CMS would now be required to set scoring in such a way that the full range of the MACRA MIPS range of payment adjustment would apply. The lowest-performing virtual group would receive a 9% decrease and the highest performing virtual group would receive a 9% increase. The greater validity of scoring at the virtual group level creates the ability to differentiate between groups while incentivizing all Medicare-participating primary care clinicians to consider their options in value.

Beyond Primary Care

The entire health care industry has struggled with coming up with both quality and cost measurements for specialties other than primary care that are meaningful to patients, meaningful to doctors, and provide meaningful differences in performance. As currently written, MACRA lumps everyone in as an eligible clinician. In its, update MACRA should specifically allow CMS to create specialty-centered value arrangements. The previously outlined virtual groups combine total cost of care with quality measures that speak directly to primary care. The Comprehensive Joint Replacement (CJR) Model certainly speaks more directly to orthopedics than does total cost of care as a cost measure.
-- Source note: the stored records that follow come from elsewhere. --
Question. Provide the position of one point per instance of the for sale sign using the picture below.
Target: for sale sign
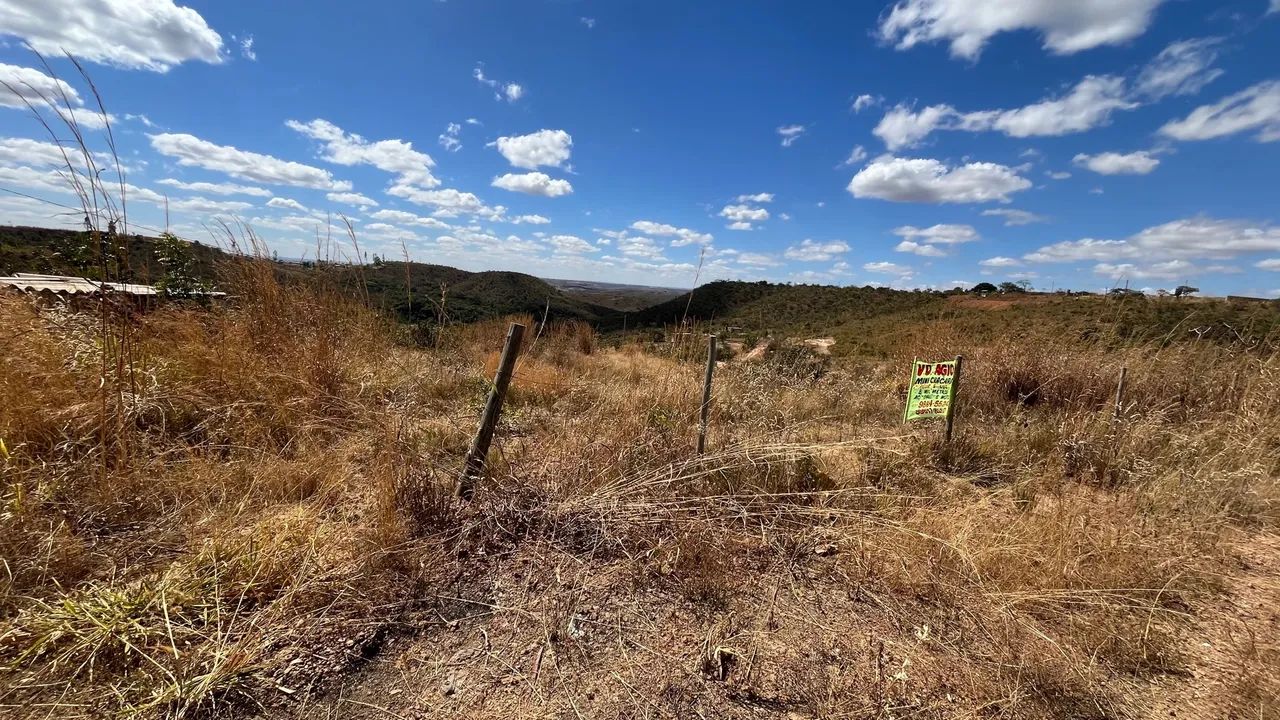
(933, 388)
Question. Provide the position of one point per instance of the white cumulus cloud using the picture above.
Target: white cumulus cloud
(534, 183)
(922, 180)
(255, 167)
(919, 249)
(1182, 68)
(1014, 218)
(1087, 105)
(218, 187)
(1198, 237)
(790, 133)
(286, 203)
(1065, 26)
(940, 233)
(151, 35)
(551, 147)
(351, 199)
(1256, 108)
(1138, 163)
(813, 251)
(398, 156)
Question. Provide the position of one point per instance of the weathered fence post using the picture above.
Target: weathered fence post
(1124, 372)
(492, 410)
(707, 393)
(955, 391)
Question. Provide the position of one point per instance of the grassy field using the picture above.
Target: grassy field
(247, 511)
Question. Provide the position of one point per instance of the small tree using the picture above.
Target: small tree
(179, 268)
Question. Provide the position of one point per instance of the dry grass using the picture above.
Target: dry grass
(260, 497)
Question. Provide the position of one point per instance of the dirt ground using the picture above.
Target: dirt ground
(542, 632)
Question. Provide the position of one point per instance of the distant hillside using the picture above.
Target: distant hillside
(467, 296)
(64, 253)
(626, 297)
(872, 319)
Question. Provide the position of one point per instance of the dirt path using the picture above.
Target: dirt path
(1235, 648)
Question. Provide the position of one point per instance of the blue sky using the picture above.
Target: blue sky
(914, 144)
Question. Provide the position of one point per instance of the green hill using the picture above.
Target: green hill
(872, 319)
(412, 297)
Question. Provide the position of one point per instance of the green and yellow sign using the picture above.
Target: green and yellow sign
(932, 390)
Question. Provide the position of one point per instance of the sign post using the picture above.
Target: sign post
(932, 392)
(479, 452)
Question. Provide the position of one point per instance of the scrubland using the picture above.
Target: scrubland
(246, 510)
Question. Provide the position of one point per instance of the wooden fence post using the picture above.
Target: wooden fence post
(492, 410)
(707, 393)
(1124, 372)
(955, 392)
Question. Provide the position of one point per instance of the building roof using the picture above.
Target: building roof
(67, 285)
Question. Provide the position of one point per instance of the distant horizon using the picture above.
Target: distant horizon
(901, 142)
(1032, 290)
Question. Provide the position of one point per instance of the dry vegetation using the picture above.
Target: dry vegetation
(247, 510)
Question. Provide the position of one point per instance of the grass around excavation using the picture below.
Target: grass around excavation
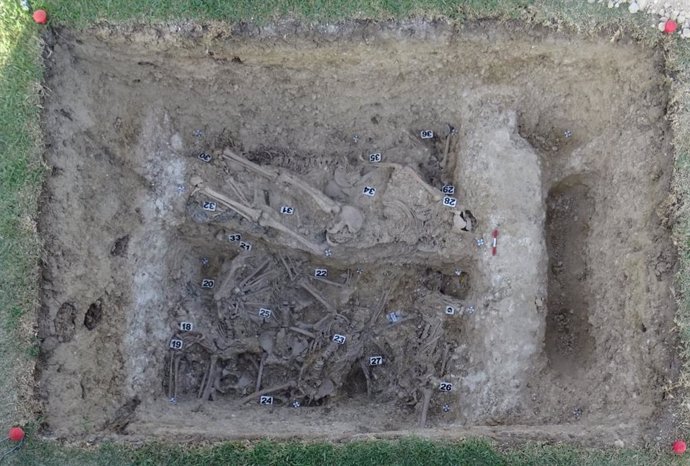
(21, 174)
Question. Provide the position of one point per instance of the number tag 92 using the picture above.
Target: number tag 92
(449, 201)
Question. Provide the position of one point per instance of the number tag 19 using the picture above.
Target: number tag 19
(176, 344)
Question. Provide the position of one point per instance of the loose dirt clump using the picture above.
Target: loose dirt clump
(370, 229)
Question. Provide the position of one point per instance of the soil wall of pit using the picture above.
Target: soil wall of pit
(561, 145)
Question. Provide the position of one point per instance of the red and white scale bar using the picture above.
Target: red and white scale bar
(494, 242)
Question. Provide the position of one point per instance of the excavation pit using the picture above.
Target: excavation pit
(247, 234)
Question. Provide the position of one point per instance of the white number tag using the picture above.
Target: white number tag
(449, 201)
(375, 360)
(176, 344)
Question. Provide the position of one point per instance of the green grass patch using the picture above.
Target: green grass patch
(406, 452)
(20, 182)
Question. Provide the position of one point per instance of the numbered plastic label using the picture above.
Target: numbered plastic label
(450, 201)
(375, 157)
(369, 191)
(375, 360)
(207, 283)
(176, 344)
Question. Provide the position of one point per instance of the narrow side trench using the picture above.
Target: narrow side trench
(568, 338)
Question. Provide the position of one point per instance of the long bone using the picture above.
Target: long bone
(325, 203)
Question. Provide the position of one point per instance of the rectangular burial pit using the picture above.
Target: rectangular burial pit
(290, 233)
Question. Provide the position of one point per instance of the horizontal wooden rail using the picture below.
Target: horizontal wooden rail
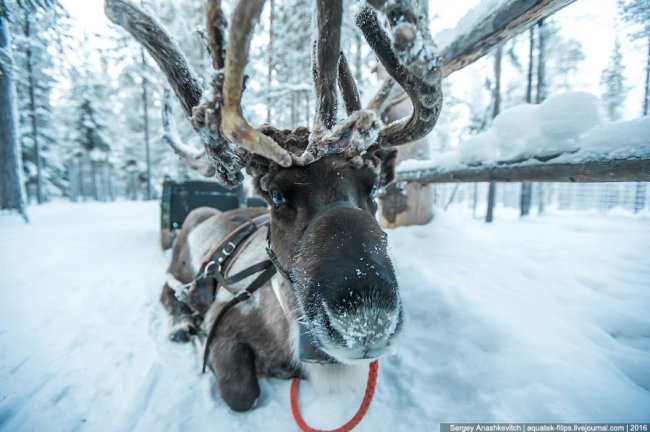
(613, 170)
(506, 22)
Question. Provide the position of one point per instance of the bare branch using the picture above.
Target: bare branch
(410, 59)
(348, 87)
(504, 23)
(616, 170)
(233, 125)
(196, 159)
(162, 47)
(326, 57)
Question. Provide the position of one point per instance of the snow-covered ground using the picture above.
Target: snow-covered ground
(536, 320)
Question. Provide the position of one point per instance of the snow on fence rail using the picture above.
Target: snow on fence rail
(561, 140)
(490, 24)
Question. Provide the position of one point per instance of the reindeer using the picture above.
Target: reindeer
(336, 285)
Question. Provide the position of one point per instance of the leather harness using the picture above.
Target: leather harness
(199, 294)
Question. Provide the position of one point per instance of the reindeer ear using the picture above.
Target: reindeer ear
(388, 159)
The vision here is not to mandate participation in APMs—MSSP, CJR, or otherwise. Rather, the updated MACRA would take the learning from APMs in cost and quality measurement and apply them to eligible clinicians to determine the adjustments to the fee schedule in valid ways that speak to the different specialties in health care.
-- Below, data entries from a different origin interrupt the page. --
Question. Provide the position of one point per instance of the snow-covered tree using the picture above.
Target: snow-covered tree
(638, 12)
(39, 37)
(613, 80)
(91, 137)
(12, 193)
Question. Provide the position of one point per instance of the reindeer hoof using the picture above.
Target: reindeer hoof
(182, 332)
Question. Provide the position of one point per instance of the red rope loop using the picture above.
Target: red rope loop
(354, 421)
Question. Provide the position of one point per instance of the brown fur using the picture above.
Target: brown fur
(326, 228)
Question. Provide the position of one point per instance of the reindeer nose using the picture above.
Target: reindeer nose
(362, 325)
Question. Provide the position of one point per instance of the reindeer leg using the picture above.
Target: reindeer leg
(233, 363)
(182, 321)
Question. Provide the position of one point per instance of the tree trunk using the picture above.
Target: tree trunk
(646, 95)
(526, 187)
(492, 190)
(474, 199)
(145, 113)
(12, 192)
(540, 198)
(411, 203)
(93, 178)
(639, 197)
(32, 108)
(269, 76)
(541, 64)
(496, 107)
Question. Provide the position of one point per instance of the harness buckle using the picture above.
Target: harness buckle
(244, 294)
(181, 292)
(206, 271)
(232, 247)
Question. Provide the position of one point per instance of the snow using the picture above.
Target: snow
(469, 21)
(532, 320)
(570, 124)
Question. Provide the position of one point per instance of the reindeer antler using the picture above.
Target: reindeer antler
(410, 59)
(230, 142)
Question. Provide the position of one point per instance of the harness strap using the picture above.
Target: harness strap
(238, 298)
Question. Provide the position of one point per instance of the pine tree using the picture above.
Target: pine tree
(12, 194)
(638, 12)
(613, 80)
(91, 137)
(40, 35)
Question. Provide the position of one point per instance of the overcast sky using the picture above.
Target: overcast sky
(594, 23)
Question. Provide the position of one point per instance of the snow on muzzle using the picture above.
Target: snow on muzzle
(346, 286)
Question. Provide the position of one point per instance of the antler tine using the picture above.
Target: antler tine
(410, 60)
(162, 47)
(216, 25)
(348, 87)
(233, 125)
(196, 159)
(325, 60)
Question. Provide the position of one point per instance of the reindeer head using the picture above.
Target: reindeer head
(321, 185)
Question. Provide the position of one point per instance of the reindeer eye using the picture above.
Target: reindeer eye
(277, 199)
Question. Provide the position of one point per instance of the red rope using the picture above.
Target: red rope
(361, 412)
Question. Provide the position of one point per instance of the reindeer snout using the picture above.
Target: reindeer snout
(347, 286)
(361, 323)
Encouraging APM Participation

In addition to creating a far more obvious transition from the MIPS side of MACRA with the revisions we proposed, Congress should extend the direct incentive in MACRA for another 3 years. MACRA created a 5% bonus payment for advanced APM (AAPM) participation. Unfortunately, it does little to encourage the participation of smaller practices. This is not because 5% is not enough, it is because the timeline for receipt destroys the behavioral effects on the new entry.

A physician who joins an AAPM for 2022 will need to make that decision no later than July 2021. They will not receive their participation bonus until August of 2024, a full 3 years after they made the decision to participate. You do not need a complex understanding of behavioral economics to see the wind disappear from the sails of this incentive.
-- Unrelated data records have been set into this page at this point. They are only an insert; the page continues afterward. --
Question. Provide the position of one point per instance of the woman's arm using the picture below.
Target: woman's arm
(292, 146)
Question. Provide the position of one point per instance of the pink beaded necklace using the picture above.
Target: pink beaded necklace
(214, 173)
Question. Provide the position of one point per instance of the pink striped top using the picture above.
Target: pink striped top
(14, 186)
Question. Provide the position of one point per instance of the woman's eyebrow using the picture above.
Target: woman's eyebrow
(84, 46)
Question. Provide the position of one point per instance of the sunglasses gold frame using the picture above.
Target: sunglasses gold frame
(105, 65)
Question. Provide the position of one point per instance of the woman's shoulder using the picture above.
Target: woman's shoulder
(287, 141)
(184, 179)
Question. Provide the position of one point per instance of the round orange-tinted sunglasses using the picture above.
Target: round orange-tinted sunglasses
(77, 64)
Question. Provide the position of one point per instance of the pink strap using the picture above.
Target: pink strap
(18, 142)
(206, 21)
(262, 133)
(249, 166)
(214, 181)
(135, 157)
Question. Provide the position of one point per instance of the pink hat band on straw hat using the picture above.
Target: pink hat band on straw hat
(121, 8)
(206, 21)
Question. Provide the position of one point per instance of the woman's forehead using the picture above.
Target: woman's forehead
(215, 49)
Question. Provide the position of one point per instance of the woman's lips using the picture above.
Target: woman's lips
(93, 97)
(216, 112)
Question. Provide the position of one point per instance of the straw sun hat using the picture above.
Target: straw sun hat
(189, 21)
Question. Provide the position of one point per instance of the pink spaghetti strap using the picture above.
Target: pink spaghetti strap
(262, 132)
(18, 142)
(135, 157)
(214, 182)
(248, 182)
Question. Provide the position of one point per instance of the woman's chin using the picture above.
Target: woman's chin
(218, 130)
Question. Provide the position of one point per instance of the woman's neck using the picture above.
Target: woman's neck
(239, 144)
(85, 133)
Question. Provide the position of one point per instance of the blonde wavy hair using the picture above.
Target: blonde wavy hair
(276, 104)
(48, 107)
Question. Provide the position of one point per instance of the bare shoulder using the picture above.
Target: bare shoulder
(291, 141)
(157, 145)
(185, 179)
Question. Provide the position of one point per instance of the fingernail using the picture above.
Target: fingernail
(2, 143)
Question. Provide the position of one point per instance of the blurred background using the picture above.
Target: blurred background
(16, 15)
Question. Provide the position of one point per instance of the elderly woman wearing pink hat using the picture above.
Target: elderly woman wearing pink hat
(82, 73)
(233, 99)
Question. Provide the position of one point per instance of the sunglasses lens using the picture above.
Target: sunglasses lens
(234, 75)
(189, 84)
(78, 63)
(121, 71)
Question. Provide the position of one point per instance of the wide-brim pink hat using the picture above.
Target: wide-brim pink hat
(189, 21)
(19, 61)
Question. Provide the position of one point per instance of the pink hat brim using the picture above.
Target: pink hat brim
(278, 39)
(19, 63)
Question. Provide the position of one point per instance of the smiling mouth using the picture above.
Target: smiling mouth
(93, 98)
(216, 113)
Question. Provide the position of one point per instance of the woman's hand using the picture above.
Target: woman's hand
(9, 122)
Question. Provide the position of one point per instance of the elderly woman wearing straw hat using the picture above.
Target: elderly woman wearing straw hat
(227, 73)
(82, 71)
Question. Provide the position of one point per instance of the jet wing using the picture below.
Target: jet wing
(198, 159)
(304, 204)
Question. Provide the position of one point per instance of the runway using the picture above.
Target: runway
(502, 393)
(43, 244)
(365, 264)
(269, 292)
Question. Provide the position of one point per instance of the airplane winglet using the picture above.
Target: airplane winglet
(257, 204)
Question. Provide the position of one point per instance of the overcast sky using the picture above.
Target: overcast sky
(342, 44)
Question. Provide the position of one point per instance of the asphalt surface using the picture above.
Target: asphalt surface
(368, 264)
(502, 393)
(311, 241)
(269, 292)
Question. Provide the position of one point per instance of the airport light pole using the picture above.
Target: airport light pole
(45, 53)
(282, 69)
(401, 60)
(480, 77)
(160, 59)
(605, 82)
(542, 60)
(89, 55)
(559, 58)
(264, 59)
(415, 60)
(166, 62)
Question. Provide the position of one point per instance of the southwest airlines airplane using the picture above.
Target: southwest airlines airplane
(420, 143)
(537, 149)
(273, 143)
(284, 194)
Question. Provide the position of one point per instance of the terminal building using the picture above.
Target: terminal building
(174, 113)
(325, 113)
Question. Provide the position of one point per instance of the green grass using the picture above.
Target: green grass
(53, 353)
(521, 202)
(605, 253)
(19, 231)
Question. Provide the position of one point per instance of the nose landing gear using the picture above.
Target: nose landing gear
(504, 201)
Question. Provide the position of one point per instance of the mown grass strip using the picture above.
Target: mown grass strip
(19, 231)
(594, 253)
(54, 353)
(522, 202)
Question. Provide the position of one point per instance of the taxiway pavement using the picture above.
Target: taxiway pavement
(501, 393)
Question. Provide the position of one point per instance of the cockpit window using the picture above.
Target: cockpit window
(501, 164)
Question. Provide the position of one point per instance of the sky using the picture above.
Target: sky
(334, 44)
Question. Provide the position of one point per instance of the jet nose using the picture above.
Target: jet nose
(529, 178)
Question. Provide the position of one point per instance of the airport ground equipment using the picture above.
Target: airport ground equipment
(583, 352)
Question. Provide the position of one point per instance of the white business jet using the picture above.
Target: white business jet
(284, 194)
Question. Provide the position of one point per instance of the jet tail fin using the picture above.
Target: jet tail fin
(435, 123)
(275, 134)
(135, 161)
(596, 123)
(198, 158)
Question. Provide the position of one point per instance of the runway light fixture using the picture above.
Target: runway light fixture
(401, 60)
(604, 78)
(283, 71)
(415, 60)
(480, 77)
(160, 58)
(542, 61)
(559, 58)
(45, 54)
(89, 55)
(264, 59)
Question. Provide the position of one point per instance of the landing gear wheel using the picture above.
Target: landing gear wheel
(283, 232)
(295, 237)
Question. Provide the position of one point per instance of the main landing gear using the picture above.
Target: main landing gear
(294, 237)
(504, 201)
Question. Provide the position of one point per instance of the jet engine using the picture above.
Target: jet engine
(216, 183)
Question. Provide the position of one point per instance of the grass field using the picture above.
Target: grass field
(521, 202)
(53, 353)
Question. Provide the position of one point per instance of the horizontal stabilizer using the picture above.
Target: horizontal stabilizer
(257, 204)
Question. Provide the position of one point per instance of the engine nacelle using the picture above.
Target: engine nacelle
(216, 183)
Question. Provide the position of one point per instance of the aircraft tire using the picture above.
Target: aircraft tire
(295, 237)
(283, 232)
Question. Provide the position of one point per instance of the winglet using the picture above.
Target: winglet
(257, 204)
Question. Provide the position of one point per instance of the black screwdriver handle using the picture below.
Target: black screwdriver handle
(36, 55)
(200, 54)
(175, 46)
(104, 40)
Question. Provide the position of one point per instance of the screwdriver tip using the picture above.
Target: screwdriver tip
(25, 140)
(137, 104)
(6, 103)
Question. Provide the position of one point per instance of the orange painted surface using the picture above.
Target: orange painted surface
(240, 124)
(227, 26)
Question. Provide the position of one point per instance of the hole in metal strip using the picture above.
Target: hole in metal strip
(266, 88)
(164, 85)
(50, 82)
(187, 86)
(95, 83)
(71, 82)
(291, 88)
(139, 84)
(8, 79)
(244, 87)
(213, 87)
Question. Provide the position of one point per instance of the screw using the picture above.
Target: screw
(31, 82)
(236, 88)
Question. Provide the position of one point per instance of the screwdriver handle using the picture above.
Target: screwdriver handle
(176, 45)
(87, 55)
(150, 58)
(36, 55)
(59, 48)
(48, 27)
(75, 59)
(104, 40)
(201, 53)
This timeline has created a negative effect on new entrants. If CMS can wait 2 years just to process a participation bonus, what is the urgency of joining an AAPM at all? CMS has maintained that the language of MACRA requires this timeline, but Congress should extend the AAPM bonus for another 3 years and require CMS to make the participation bonus payment to participants no later than 3 months after participation in an AAPM begins.


Congress can take the learning of MACRA and other value models to date to give millions more Medicare beneficiaries the benefit of these efforts.

In summary, Congress should update MACRA to:

  • Assign all primary care clinicians not in APMs to virtual groups that will be subject to the full range of MIPS value payment adjustments as originally envisioned by MACRA,
  • Give CMS the latitude to build specialty-specific versions of MIPS that will be subject to the full range of MIPS value payment adjustments as originally envisioned by MACRA, and
  • Extend the AAPM bonus 3 years and create a timeline for it that encourages participation now.

Travis Broome is senior vice president of policy and economics at Aledade, which helps doctors stay independent and thrive in the transition to value-based care. Joining Aledade early on, Travis helped Aledade grow from 2 accountable care organizations (ACOs) to 20 ACOs. Today, he is a thought leader on accountable care and is responsible for strategy development, policy analysis, and economic modeling. Prior to Aledade, Travis was a regional director at CMS. He earned his MPH and MBA from the University of Alabama at Birmingham.